- Published on 29 Nov 2016
- About ARTEMIS
Release Automated Driving – Safer and More Efficient Future Driving
Daniel Watzenig, Vice-President of the ARTEMIS Industry Association and Martin Horn released the ‘Automated Driving – Safer and More Efficient Future Driving’ book via http://www.springer.com/gp/book/9783319318936#aboutBook
What was the motivation behind this book?
“Being very much involved in the field, I wanted to find out what the state of the art was in terms of automated driving. Where is industry and where is research at this point in time? Where are we heading and what are the prospects for this revolution in road traffic and transport? The book is geared almost exclusively to presenting a technical overview, so non-technological aspects like legislation, public acceptance and liability are not considered, except where those are directly relevant.
“Until the end of the last century, automated driving was something confined to the realms of science fiction but the technology has caught up to such an extent that it is already becoming science fact. The main topics of the book include advanced control, cognitive data processing, high-performance computing, functional safety, and comprehensive validation. These topics can be seen as the technological building bricks to drive forward automated driving. The current state of the art of automated vehicle research, development and innovation is presented and the book also addresses industry-driven roadmaps for major new technology advances as well as collaborative European initiatives supporting the evolvement of automated driving.”
To whom will this book appeal?
“The book will certainly be of interest to academics and researchers within engineering, graduate students, automotive engineers at OEMs and suppliers, ICT and software engineers, managers and other decision-makers. The book contains the views of carmakers from BMW to Volvo and university research centres from Aachen to Stockholm. Each chapter contains both perspectives. The 22 chapters present a snapshot of the state of the art in 2015. One specific chapter is devoted to the automated driving related projects in Europe, and ARTEMIS is very well represented in that respect, being at the forefront of a number of initiatives here, such as SafeTRANS. Another key project highlighted is the ITS (Intelligent Transport Systems) corridor from Rotterdam to Vienna because this shows how important the infrastructure is in the whole automated driving picture, especially when you consider how automated vehicles rely on data coming in from the outside, whether from roadside equipment, other vehicles or the cloud.”
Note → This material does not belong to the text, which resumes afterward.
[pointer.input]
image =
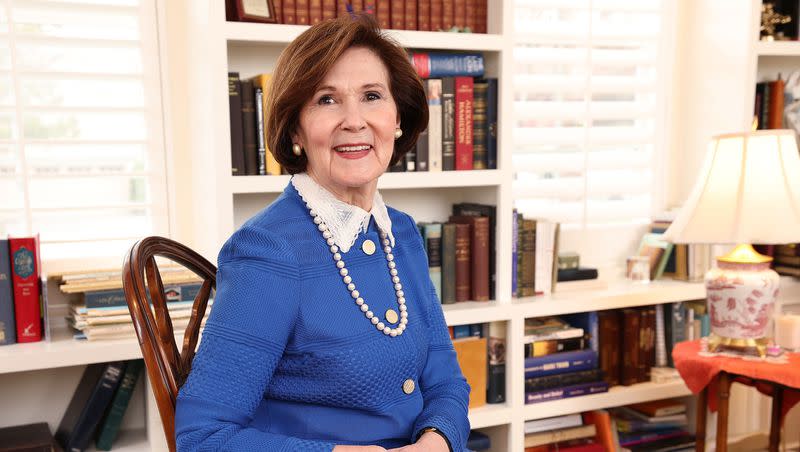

Is there sufficient R&D in Europe in this domain of automated driving? And is Europe still competing with Asia or the US in this domain?
“It’s quite fascinating to see that, for example, you have Renault and Nissan engaged in collaboration and there are more examples of Euro-Asian partnerships is all kinds of automotive areas. So in some respects that leaves the US as the main competitor if you like. Europe tends to be more conservative in its R&D whereas the US has a get-up-and-go attitude, with caution thrown a little bit to the wind. In part, the complexity of legislation and regulation in Europe that manufacturers have to negotiate does mean that developments take a little longer to take hold and flourish. But the engineering is both strong and thorough so that when a technological ‘extra’ does come onto the market, bit German, French, Swedish or other manufacturers, it will have had to prove itself according to the most rigorous requirements. What this says about the state of R&D in the domain of automated driving, therefore, is that when R&D results actually go into practice, they will have passed the most stringent demands. In fact, I would go so far as to say that our expertise in Europe is so good and so renowned that there might even be the danger of a brain drain west to carmakers in the US.”
How do you think the public will take to automated driving?
“While this is not really the focus of the book, it is a relevant, even tough question to answer. We can solve the technical questions but with security and privacy top of the mind, these are issues that won’t go away and have to be dealt with, whether by legislation, a shift in attitude, culture … No, it’s not an easy one. We have to convince the user that automated driving is about improving safety and comfort, to give the driver confidence and relieve driving workload and stress. Automated driving has the potential to drastically reduce road fatalities – there are already driver assistance systems like LDW (lane departure warning) or ACC (adaptive cruise control) that are already making driving safer and less stressful. But, of course, driving is just as emotional an activity as it is rational. You want to get from A to B safely and comfortably but you also want to ‘feel’ the driving experience. I think that firstly the ‘acceptance’ will have to be gained in a structured or controlled environment before automated driving finds its place in the mixed vehicle/infrastructure environment. But I think that in the future our children’s children are likely to know nothing other than the automated driving environment.”